According to the author salt actually helps the situation by preventing/slowing the contraction of the tissue near the top and edges and the subsequent release of albumen (which when cooked looks white).

We sometimes "country fry" round steak (hard to find this cut in my area lately) that has been moistened (just water nothing fancy) and heavily dusted with seasoned flour....same thing leaks out.

Let the bits cook until brown then remove to a bowl....replace just before deglazing...adds quite a bit of flavor to the sauce (or since it is a country dish...pan gravy ;-)

mimi


----------



## koukouvagia (Apr 3, 2008)

So basically I just scrape it off.  It is especially ugly on fish.  But I also do not like that it stays in the pan and interferes with my sauce.  I end up always having to strain my pan sauce eventhough I don't always want to.


----------



## chrislehrer (Oct 9, 2008)

I am inclined to think that @MaryB is on to something here.

As she says, _most_ grocery store pork--and chicken, turkey, etc--is full of "retained water." @kokopuffs, you might be very fortunate on this, but if you live in the US I'm betting you just don't know about it. The trick is that when the animal is slaughtered, it's warm, and it's got to be chilled quickly. So the slaughterhouse usually drops it in cold water. As it cools, it absorbs some of that water.
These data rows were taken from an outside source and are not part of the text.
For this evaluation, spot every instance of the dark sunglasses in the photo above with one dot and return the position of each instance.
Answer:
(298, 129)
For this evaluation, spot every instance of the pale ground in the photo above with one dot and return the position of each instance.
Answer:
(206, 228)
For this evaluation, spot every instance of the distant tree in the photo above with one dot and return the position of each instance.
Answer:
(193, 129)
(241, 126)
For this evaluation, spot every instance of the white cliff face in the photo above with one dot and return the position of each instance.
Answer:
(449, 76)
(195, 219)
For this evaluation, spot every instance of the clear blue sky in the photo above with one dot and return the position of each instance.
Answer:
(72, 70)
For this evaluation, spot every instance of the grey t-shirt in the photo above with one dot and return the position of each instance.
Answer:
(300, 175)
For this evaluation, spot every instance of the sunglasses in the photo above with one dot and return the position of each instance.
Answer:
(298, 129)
Now that's the start of it, but once you're allowed to chill meat this way, you start thinking, "hey, if I can _encourage_ the meat to absorb some water, maybe a little super-light brine or whatever, then I can sell _water as meat_!" And of course the government says, "big corporation wants to undermine the quality of foods provided to the average American customer? Why yes, please! In fact, we'll write up a label you can stick on your product that will validate your dubious practices!"

Here is a flyer from the USDA explaining, in essence, that all that water is just natural and normal and there's nothing you can do about it. Of course, if you purchase equivalent products in, say, Japan, you find that, mysteriously enough, there's a lot less water oozing out in the pan, but the USDA claims that can't be true. (On a similar note, the USDA says that salmonella is just kind of automatically present in chickens and there's nothing you can do about that except cook it gray--despite the fact that (a) chicken and eggs in Japan almost never have salmonella, because they have careful inspection instead, and (b) eliminating salmonella is not a question of a single temperature threshold but rather a time/temperature gradient. The USDA just wants to cover the behinds of the big corporations like Perdue.)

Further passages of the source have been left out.